By default, the output of the cron task is sent by email via postfix. This is a log showing that the message has been sent. Unfortunately, you can’t see the content of the email here.

Copy code

The code is as follows:

Mar 13 16:35:01 PSQ110 postfix/pickup[15158]: C3EDC5800B4: uid=1001 from=<hoover>
Mar 13 16:35:01 PSQ110 postfix/cleanup[15727]: C3EDC5800B4: message-id=<[email protected]>
Mar 13 16:35:01 PSQ110 postfix/qmgr[15159]: C3EDC5800B4: from=<[email protected]>, size=607, nrcpt=1 (queue active)
Mar 13 16:35:05 PSQ110 postfix/smtp[15729]: C3EDC5800B4: to=<[email protected]>, relay=gmail-smtp-in.l.google.com[74.125.130.26]:25, delay=4.1, delays=0.26/0/2.2/1.7, dsn=2.0.0, status=sent (250 2.0.0 OK 1425985505 f16si501651pdj.5 – gsmtp)
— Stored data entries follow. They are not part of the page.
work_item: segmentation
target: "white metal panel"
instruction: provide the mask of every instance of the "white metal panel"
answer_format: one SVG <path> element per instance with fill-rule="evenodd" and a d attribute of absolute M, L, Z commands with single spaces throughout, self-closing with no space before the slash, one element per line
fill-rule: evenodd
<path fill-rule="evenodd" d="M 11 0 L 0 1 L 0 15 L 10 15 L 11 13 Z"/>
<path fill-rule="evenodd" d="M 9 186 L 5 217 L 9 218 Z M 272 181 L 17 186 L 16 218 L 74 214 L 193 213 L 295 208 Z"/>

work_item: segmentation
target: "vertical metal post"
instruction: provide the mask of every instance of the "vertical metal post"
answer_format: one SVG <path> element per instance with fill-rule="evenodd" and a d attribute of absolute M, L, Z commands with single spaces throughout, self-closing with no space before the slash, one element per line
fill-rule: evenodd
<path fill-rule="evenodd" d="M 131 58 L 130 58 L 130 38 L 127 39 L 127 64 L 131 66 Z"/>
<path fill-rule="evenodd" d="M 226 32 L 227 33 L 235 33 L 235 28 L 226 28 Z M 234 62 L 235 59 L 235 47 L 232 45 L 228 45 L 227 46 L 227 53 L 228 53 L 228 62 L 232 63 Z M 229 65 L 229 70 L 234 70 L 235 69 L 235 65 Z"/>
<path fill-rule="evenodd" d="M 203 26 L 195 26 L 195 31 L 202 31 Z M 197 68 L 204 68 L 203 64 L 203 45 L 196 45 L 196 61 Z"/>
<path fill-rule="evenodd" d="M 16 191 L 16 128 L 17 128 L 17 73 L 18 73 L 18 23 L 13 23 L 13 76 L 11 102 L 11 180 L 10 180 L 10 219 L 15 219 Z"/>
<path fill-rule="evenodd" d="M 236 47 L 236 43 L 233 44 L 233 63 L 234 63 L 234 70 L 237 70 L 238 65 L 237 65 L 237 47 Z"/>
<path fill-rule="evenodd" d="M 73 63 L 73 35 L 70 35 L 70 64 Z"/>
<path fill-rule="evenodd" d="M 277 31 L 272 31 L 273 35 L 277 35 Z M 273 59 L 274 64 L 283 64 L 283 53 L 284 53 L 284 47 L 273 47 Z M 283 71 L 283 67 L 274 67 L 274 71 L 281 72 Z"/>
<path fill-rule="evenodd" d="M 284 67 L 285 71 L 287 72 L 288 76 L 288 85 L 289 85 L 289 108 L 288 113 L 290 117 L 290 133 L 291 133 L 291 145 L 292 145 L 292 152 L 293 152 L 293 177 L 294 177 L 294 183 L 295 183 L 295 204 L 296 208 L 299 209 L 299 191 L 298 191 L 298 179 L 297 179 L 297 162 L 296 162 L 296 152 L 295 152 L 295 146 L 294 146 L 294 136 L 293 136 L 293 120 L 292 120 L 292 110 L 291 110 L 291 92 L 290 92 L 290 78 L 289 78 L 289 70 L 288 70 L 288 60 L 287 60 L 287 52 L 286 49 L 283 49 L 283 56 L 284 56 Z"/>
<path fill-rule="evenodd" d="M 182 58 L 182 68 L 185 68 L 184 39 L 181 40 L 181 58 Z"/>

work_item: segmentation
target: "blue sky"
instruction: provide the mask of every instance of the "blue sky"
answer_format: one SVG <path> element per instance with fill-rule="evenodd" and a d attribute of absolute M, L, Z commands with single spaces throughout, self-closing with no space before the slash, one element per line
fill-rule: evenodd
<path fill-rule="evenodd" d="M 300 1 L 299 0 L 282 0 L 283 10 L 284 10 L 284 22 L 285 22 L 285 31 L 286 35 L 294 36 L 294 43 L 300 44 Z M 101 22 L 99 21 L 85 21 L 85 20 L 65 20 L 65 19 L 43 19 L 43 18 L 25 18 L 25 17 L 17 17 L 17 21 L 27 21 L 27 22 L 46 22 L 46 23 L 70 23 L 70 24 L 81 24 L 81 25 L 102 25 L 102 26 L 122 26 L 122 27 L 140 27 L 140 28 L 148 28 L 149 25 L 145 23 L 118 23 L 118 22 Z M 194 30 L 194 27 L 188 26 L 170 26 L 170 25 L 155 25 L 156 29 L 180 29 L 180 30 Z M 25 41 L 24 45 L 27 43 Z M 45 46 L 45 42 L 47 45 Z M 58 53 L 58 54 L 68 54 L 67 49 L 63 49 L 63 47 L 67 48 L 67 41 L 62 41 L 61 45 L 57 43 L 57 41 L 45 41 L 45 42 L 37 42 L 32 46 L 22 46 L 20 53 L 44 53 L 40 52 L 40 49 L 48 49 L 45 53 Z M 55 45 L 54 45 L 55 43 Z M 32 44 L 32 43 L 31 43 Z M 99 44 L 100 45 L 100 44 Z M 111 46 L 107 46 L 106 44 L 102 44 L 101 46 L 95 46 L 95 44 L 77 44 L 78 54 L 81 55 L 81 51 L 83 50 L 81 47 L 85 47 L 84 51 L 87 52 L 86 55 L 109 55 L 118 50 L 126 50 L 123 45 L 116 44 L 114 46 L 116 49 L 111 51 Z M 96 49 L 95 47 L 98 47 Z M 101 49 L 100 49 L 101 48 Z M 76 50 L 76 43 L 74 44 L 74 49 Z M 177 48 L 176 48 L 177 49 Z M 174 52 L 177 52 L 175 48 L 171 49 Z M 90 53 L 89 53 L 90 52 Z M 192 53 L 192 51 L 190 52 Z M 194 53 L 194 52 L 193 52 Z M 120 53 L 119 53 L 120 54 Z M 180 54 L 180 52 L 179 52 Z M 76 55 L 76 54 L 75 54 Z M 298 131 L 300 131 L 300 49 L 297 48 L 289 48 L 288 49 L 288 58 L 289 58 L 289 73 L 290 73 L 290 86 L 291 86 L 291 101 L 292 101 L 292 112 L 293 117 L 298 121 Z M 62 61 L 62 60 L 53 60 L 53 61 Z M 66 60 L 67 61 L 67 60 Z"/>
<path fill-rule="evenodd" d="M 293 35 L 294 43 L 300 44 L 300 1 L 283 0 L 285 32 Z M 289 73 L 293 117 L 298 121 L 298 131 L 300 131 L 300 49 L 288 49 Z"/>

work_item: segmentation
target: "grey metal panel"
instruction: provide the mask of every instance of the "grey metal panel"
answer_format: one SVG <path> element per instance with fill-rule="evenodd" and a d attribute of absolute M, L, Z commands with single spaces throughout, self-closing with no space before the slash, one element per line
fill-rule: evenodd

You can consider logging cron’s standard output to help you locate the problem. This is an example of how you can use the logger command to redirect cron standard output to syslog. Using your script instead of echo, hellocron can be set to the name of any application you want.

*/5 * * * * echo ‘Hello World’ 2>&1 | /usr/bin/logger -t helloCron
Log entries it creates:

Copy code

The code is as follows:

Apr 28 22:20:01 ip-172-31-11-231 CRON[15296]: (ubuntu) CMD (echo ‘Hello World!’ 2>&1 | /usr/bin/logger -t helloCron)
Apr 28 22:20:01 ip-172-31-11-231 helloCron: Hello World!

Each cron task will record different logs according to the specific type of task and how to output data.

If you want to have clues about the root cause of the problem in the log, you can also add additional log records as needed.